E. Jean Carroll Demands Trump Pay Up

Carroll’s attorneys filed papers in Manhattan federal court Tuesday demanding President Donald Trump pay a $5 million civil jury verdict, after the U.S. Supreme Court declined Monday to hear his appeal of the 2023 case.

The jury award has grown to nearly $5.8 million with accrued interest. Carroll’s legal team said Trump resumed making defamatory statements about their client even as his lawyers sought yet another delay on the payment.

“To date, Carroll has agreed to each of Defendant’s many requests to delay the payment he owes her,” attorneys Roberta Kaplan, D. Brandon Trice, and Maximilian T. Crema wrote in the Tuesday filing. “Given the extraordinary lengths he has taken to avoid such payments and that each of those efforts has been denied in full, that cooperation ends today. It is time for him to pay Carroll.”

The Supreme Court rejected Trump’s petition without noted dissent. Within minutes of the decision becoming public, Trump posted on social media calling the case a “Weaponization and Lawfare Case” and vowed to keep fighting.
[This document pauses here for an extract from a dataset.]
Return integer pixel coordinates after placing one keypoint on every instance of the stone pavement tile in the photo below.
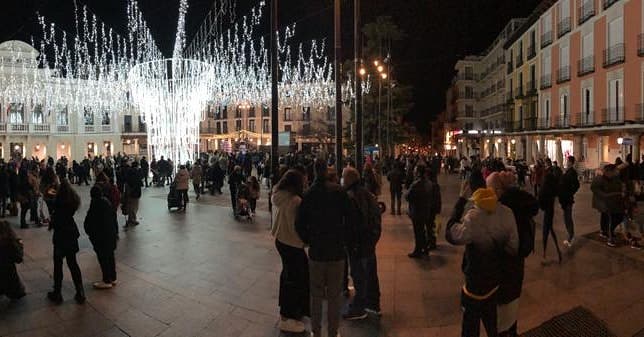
(135, 323)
His legal team then contacted Carroll’s attorneys asking that the payout be held while they petitioned the high court to reconsider. Carroll’s lawyers rejected that request and filed the court papers the following day.

The $5 million verdict came from a 2023 civil trial that Trump did not attend. Carroll, 82, testified that Trump sexually abused her in the spring of 1996 in a changing room at a midtown Manhattan luxury department store. The jury found in her favor on both the sexual abuse and defamation claims.

Carroll first described the alleged encounter publicly in 2019, while Trump was serving his first term in office. Trump has repeatedly denied knowing Carroll, accused her of fabricating the allegation to promote a book she published around that time, and characterized all related litigation as politically motivated.

A separate trial in January 2024 resulted in a second verdict against Trump. A Manhattan jury awarded Carroll $83 million in defamation damages at that proceeding, during which Trump briefly testified. That award remains under appeal.

Judge Lewis A. Kaplan, who presided over both trials and is unrelated to Carroll’s lead attorney Roberta Kaplan, instructed the 2024 jury to accept the factual findings from the earlier trial and decide only the dollar amount Trump owed for statements he made about Carroll during his presidency.